5 things to know about Seychelles
Seychelles, an archipelago of 115 islands is THE paradise in the middle of the Indian Ocean! Known for its beautiful white sand beaches, these islands are full of cultural and culinary secrets of the most amazing!
First of all, the archipelago is located at the equator, it is closer to Madagascar than to the African or Indian continent. The set of 115 islands are divided into two main groups:
-The Inner Islands
-The Outer Islands
The Inner Islands include the islands near Mahé. The Outer Islands, more remote, include the Amirantes, the Farquhar group and the Aldabra group. In the Inner Islands, include the trio of Mahé, Praslin and La Digue.
These islands were used by pirates before the arrival of the French in 1756.
In November 1743, the governor of Mauritius Bertrand-François Mahé de La Bourdonnais sent French generals to take possession of the archipelago on behalf of France. They named the main island of the archipelago "Mahé" in honor of the governor of Isle de France. In 1756, the French occupied the main islands of the archipelago, which they named "Séchelles" in honor of Jean Moreau de Séchelles, who was then the Controller General of Finances for Louis XV.
Seychelles is an independent state since 1976. The archipelago is a member of both the Commonwealth and the Francophonie!
The archipelago was a French colony then an English one until 1976!
Here are 5 things to know about Seychelles!
1. Seychelles were once home to crocodiles
When settlers first arrived, one of the biggest problems they faced was an abundance of saltwater crocodiles. It’s thought they became extinct by around 1819, although there are still are reported sightings of them from time to time.
2. There are two UNESCO World Heritage Sites
There are only 206 ‘natural’ UNESCO World Heritage Sites and Seychelles is home to two of them. The Vallée de Mai Nature Reserve and Aldabra Atoll (the world’s second largest coral atoll), both listed for their outstanding natural beauty. They are home to several endemic and endangered species, such as the giant tortoises. Both shouldn’t be missed on a trip to Seychelles.
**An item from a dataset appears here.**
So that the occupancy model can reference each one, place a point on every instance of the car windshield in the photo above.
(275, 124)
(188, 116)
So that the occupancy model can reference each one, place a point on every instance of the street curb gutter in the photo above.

3. The local delicacy is fruitbat curry!
Yes, really! While it is not as widely eaten as it once was, thanks to the wider availability of other meat, fruitbat is still eaten today as a traditional dish. If you want to discover where to find it and how to eat it
4. Seychelles is home to the Coco de Mer, the biggest nut in the world
The Coco de Mer is the largest nut in the world, thought to weigh up to 20kg and is from the Coco de Mer palms. The palm trees themselves can grow up to 30m high.
5. Meet Esmaeralda, the biggest tortoise in the world of 170 years old
Esmeralda, who is actually male, is the world’s largest tortoise at almost 300kg. He is an Aldabra Giant Tortoise, indigenous to Seychelles. At 170 years old, he is also thought to be the second oldest tortoise in the world. If you want to meet him, he lives on Bird Island, a private island with an eco-friendly resort, Bird Island Lodge.